Auter
director Woody Allen has finally found gold again. Churning out almost a
film a year since his directorial debut over forty years ago, Allen’s
Midnight in Paris was a surprising hit at the box office. Imbuing
light comedy with elements of nostalgia, his new work highlights a
return to his witty roots and displays an unparalleled triumph in
regards to its fantastical subject matter.
Enter
Gil Pender (Owen Wilson) a disillusioned Hollywood screenwriter who
yearns to break away from the superficiality of the North American film
industry. Whilst holidaying in Paris with his fiancé Inez (Rachel
McAdams), Gil is captured by the earthly delights of the city and
determines that to become a ‘real’ writer he must immerse himself in the
urban environment. Discontent with endless tourist adventures and stuffy
tea engagements with Inez’s parents, Gil explores the city at night in
hope of finding a muse from the picturesque scenery and cultural
splendour.
In
true Cinderella fashion, when the clock strikes midnight along the Rive
Gauche, Gil is indivertibly transported to Paris in the 1920s, a time he
continuously proclaims as the Golden Age of thought. Returning each
night, Gil rubs shoulders with the likes of F. Scott Fitzgerald (Tom
Hiddleston), Ernest Hemingway (Corey Stoll), Gertrude Stein (Kathy
Bates) and Salvador Dali (Adrien Brody), with Stein critiquing his work
in much the same way as she did with Hemingway. Gil also catches the eye
of Picasso’s mysterious muse Adrianna (Marion Cotillard), who like
himself, desires a time that is not her own. Caught between the past and
present, Gil is forced to confront his own inadequacies concerning the
direction of his life and choose how he wants to live in his future.
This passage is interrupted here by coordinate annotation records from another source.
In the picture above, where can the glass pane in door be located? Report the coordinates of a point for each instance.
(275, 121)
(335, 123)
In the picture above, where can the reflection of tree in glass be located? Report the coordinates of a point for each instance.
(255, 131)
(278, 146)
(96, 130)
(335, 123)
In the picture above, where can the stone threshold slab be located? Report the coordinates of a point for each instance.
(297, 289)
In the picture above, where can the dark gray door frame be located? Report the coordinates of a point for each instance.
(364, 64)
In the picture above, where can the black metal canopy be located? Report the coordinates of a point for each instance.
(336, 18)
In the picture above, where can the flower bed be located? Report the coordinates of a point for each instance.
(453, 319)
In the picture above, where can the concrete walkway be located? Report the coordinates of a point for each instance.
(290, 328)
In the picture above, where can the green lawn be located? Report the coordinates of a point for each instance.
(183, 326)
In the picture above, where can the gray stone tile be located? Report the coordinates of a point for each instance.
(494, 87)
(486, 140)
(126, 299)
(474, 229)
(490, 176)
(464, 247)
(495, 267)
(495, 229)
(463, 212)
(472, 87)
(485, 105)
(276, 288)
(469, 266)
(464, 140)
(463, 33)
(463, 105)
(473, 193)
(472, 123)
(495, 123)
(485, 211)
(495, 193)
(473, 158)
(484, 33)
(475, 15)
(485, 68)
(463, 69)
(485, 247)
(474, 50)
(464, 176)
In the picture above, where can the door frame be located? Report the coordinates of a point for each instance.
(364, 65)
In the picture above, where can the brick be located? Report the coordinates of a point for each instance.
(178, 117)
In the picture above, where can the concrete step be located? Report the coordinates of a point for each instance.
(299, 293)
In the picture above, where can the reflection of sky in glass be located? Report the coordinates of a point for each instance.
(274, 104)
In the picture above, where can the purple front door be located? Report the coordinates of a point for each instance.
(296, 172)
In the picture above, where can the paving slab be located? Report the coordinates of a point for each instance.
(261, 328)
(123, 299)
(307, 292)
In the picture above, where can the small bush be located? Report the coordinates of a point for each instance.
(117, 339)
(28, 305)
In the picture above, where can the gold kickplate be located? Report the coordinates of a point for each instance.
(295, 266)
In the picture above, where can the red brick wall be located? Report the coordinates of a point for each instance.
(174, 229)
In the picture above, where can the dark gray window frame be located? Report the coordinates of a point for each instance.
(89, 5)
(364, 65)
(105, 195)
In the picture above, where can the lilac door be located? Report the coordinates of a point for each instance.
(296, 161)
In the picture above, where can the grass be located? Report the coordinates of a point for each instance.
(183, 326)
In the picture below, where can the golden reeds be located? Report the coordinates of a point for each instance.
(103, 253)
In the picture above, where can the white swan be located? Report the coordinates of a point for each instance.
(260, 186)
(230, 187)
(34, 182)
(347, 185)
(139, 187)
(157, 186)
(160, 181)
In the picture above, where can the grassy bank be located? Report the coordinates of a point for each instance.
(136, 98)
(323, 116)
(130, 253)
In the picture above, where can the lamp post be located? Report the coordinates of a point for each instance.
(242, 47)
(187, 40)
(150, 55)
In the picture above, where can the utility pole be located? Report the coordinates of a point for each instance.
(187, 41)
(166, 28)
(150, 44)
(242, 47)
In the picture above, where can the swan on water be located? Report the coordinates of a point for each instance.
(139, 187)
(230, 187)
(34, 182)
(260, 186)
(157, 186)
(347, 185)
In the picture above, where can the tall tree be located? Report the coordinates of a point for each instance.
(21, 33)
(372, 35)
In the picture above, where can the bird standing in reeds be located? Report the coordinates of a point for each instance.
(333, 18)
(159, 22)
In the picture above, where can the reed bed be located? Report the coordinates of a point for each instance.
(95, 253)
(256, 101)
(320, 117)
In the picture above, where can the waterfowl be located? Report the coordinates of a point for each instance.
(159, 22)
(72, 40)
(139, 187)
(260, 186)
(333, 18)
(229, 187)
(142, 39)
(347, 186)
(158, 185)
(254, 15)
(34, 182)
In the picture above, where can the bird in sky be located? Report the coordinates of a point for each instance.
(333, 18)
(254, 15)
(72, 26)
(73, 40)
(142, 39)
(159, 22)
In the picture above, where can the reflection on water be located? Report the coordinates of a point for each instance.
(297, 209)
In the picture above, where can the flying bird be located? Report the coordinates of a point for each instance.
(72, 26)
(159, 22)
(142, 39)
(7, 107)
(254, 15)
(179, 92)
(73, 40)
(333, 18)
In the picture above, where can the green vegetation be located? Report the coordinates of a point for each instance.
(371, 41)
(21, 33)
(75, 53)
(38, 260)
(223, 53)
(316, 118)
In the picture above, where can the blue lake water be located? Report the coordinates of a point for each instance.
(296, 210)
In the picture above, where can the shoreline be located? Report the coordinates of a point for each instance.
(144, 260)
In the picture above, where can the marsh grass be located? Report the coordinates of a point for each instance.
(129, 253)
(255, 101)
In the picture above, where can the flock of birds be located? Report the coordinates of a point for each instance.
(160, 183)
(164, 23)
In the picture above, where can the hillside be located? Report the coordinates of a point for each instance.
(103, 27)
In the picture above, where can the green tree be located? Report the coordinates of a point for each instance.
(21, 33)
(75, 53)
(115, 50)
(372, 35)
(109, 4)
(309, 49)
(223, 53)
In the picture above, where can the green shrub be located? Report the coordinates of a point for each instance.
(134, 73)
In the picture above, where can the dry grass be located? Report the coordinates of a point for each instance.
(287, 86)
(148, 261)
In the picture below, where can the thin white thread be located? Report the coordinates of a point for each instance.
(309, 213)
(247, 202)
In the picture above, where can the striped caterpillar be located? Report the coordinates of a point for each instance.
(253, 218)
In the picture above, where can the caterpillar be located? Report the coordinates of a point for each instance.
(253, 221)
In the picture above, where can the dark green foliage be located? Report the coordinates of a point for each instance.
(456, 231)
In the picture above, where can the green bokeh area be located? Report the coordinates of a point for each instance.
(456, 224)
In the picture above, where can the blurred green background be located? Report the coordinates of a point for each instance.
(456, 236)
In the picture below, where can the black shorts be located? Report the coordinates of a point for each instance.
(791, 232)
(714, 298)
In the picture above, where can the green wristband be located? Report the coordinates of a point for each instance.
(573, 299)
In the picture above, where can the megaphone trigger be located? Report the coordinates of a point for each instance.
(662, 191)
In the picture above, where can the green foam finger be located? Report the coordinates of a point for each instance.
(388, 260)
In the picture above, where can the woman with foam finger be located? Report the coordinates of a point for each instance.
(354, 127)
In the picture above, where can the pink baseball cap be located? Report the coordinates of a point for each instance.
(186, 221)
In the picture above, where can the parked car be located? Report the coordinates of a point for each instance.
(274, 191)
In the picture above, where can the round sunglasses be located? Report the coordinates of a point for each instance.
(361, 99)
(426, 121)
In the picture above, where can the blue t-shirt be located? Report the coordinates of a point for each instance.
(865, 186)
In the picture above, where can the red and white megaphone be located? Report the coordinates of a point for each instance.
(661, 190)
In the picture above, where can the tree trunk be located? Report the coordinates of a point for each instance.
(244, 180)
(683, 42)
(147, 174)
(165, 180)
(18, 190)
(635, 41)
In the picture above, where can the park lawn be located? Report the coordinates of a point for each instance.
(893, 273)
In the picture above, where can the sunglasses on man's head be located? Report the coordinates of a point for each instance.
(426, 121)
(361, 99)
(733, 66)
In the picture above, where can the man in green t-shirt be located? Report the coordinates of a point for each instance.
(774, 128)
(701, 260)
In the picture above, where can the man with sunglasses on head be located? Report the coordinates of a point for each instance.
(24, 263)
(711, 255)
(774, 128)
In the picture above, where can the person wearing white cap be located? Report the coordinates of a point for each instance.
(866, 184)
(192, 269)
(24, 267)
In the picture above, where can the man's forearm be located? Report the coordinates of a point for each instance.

Allen’s departure from the darker tone of his more recent films is
surely the best choice he has made in a decade. The simple plot is
riddled with tongue-in-cheek references to the glorified past and Allen
makes sure to insult the very craft that has made him so renown. The
greatest impact of Midnight in Paris is the examination of the
human desire for a time that has long since flown. We always speculate
‘Wouldn’t it have been great to live in this era?’ and in this offering
Allen tackles the What If’s of life head on. As the lead, Owen Wilson
has perfect sincerity in his portrayal as the whimsical Gil. Although he
takes on a lesser version of the Woody Allen method, Wilson manages to
convey the same neuroses of unfulfilled dreams and social disconnection
that are paramount within any Allen film.
As
Gil’s fiancé Inez, Rachel Adams is excellent and her interactions with
Michael Sheen’s pseudo-intellectual are faultless. Sheen’s character
Paul is the kind of man Inez wishes Gil to be, without compromising his
high paying job or his house in Malibu. It should be noted that French
First Lady Carla Bruni makes a brief but memorable cameo as a tour guide
who exposes Paul’s surface intellect as the farce that it is. The
spotlight however is completely on the ‘Lost Generation’ of Paris, with
Bates, Cotillard and Brody putting particular emphasis on the artistic
cliché. Stoll’s Ernest Hemmingway can’t go out for a night without
recalling the poetic horrors of war and Zelda Fitzgerald (Alison Pill)
is a mess every time drink is added into the mix. If we were to meet
these pinnacles of American lore, Allen’s appropriation of their
character is spot on. He uses the magic of Paris and the mystery of
artistic greats to examine why we are so intrigued with past and how our
future is affected by our preoccupation with memory.
Woody
Allen’s film Midnight in Paris is a retrospective on the idea of
connections and missed opportunities. He does not preoccupy us with the
idea of time travel (although bring on the DeLorean any day) but uses
our reverence of the past to explore flaws in human relationships. It is
heartening to witness that Allen himself feels no anxiety towards his
past work and is able to look always to the future for more creativity.
Be it the bustling streets of Paris or the quiet interior of Gertrude
Stein’s parlour, we are constantly exposed to a comedic brilliance that
has been sorely missed. Welcome back Woody.